The “young athletes suddenly dying” meme thus shares bullshit characteristics with an earlier meme about “young Canadian doctors dying after Covid-19 vaccination”. In that one, it turned out that many if not most of the doctors identified were middle-aged or elderly, with known pre-existing conditions including advanced stage cancer.

I believe the traditional response is to point out that you grew up drinking from the hose, playing with lawn darts, riding in cars without seat belts, and being out with your friends until late without your parents having any way to contact you. Kids these days can’t even handle a tiny needle stick without going into cardiac arrest? What a bunch of pussies! No doubt it’s their lazy and indulgent parents (who hate America) who are the real problem.

At least that’s the ISO standard facebook response to “we should stop doing something because kids get hurt”.

I wouldn’t bother arguing with him. It’s pointless, and a waste of your time and energy. If he continues to push conspiracy theories simply say he’s wrong, (you’re not obligated to try and prove it), and that he’s too ignorant to find out the truth. Tell him to peddle his garbage somewhere else, which he has a right to do.

And, in particular, heavyset 61-year-olds. :frowning:

The Journal of the American Medical Association is definitely a “liberal rag”. You can tell because it is overflowing with facts and data, and the editors are intolerant of “alternative facts” and baseless conspiranoia. When was the last time they published a paper from Dr. Judy Mikovitz or made reference to a story on InfoWars?


This, but with some considerations. Apparently this is one of @Crafter_Man’s friends, and speaking from experience, it’s HARD sometimes to see a friend fall down the conspiracy/Trump/Qanon/etc holes. You know the person, they’re important to you, but you first get hints, then blatant examples, and eventually the person you previously knew is just gone.

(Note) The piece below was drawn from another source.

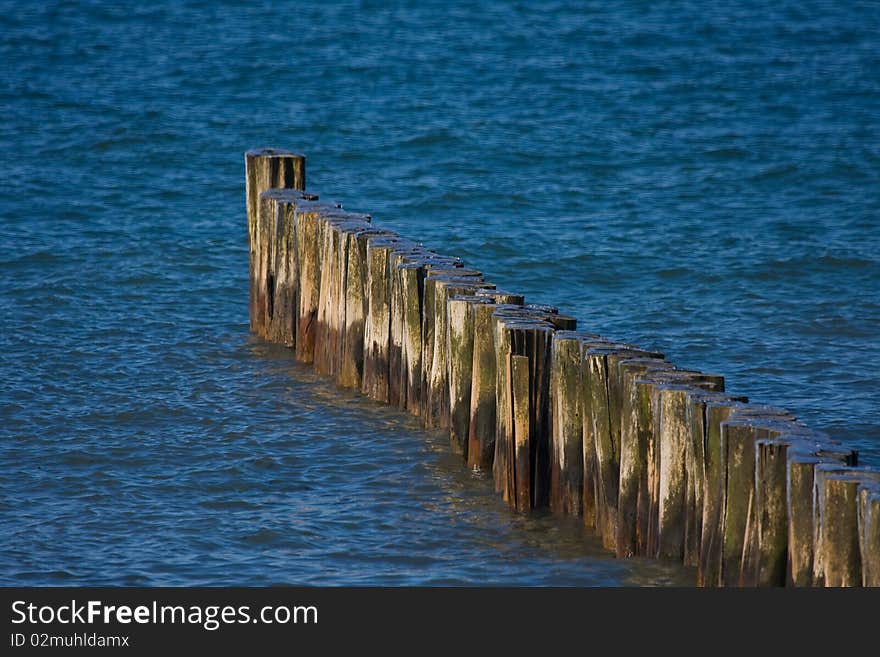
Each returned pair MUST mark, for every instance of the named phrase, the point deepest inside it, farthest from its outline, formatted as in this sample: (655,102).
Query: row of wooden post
(659,460)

I don’t know A) how close the friend was and B) where on the sliding scale I mentioned they are currently at, but it sounds like C_M is hoping they haven’t reached the final category. So, yeah, best of luck. See if they’re willing to re-examine the issue once you point out some of the good examples in this thread, or past panics that were nothingburgers (Like the Satanic Panic) - or even the horrible “Well if COVID isn’t a problem, WTH is going in China right now?” evidence.

OTOH, if it’s a casual ‘FB friend’ or too far gone, then Dolphinboy is right. Tell them flat out, don’t make excuses for them, and prepare to cut your losses. I’ve had one friend and a few extended family members that I finally had to take those steps with in the leadup/post 1/6 CTs and others involved in the whole Anti-vaxx movement. It hurt, but smashing my face against “But it could be true!” over and over and over again was hurting far more.

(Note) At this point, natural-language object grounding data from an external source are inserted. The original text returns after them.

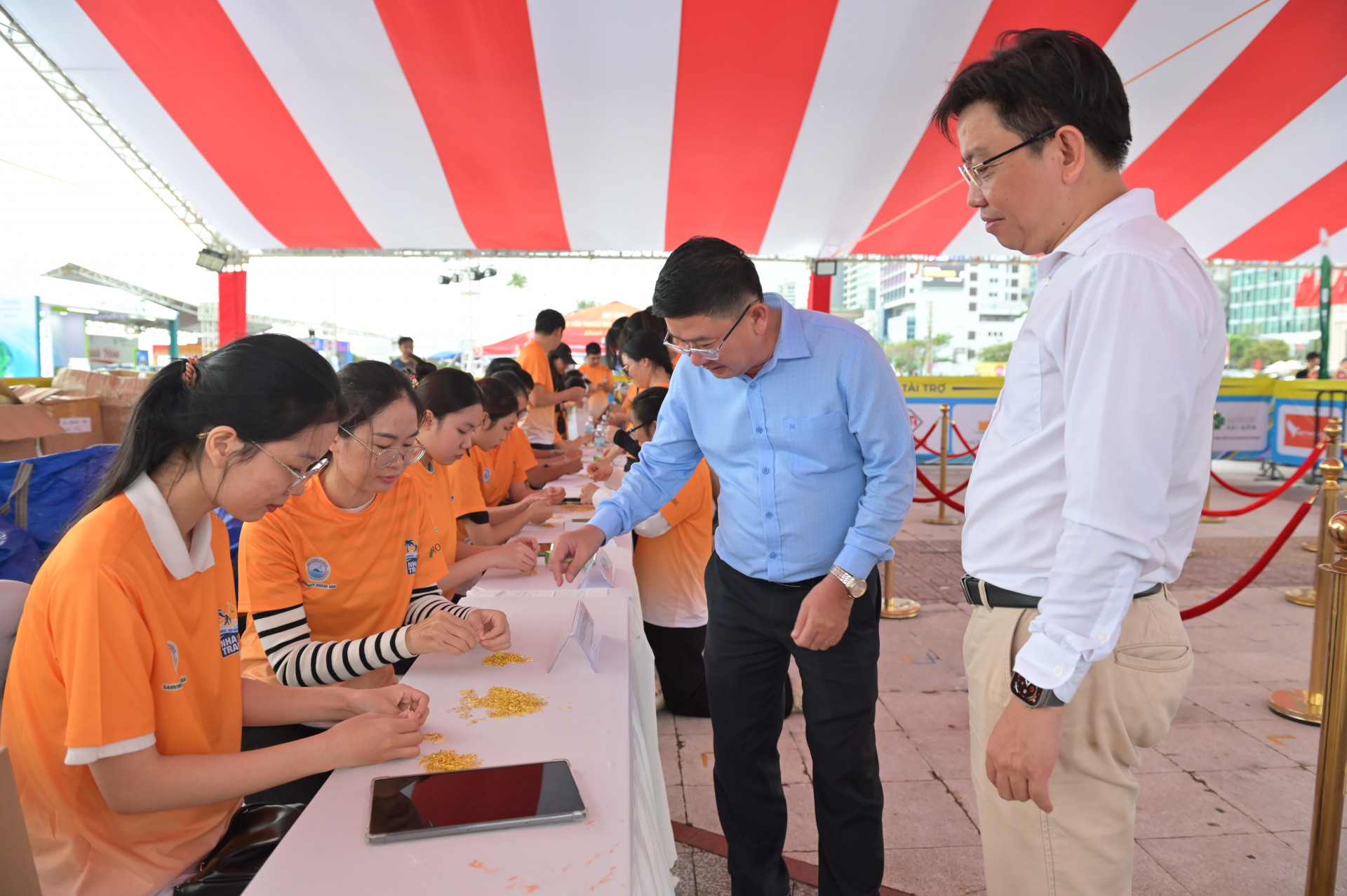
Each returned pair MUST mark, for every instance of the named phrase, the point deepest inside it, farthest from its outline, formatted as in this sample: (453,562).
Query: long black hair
(266,387)
(497,398)
(645,407)
(644,344)
(448,391)
(368,387)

Not necessarily very far, since Fox News actively pushes these lies about vaccine-related deaths presenting them as factual news. You don’t need to be joining QAnon Facebook groups to get this stuff.

Don’t try. (Answering the OP)
It’s packed with grief and misery, for you.
They will not ever agree you’re right or give in. Ever.

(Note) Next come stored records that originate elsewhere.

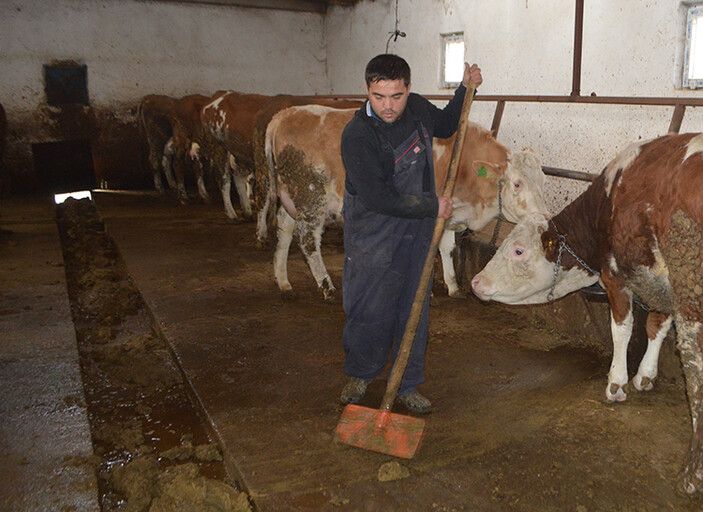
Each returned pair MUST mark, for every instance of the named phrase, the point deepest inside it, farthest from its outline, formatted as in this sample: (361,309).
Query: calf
(229,121)
(303,150)
(639,229)
(262,191)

Save yourself the trouble.

The first three words are the problem here.

A CT person knows why there is no coverage: It’s all part of the coverup. The lack of coverage PROVES that the conspiracy exists.

That’s why I mentioned the sliding scale. :slight_smile:

The friend I lost was always further right of me politically, but we had plenty of other shared interests and could talk about differences of opinion. They started down the rabbit hole with getting the The News (caps intended) from FOX news, which were the hints. Then they started doing “their own research” :man_facepalming: on the Internet which lead to the Blatant Examples, and then, well, they were lost not long after.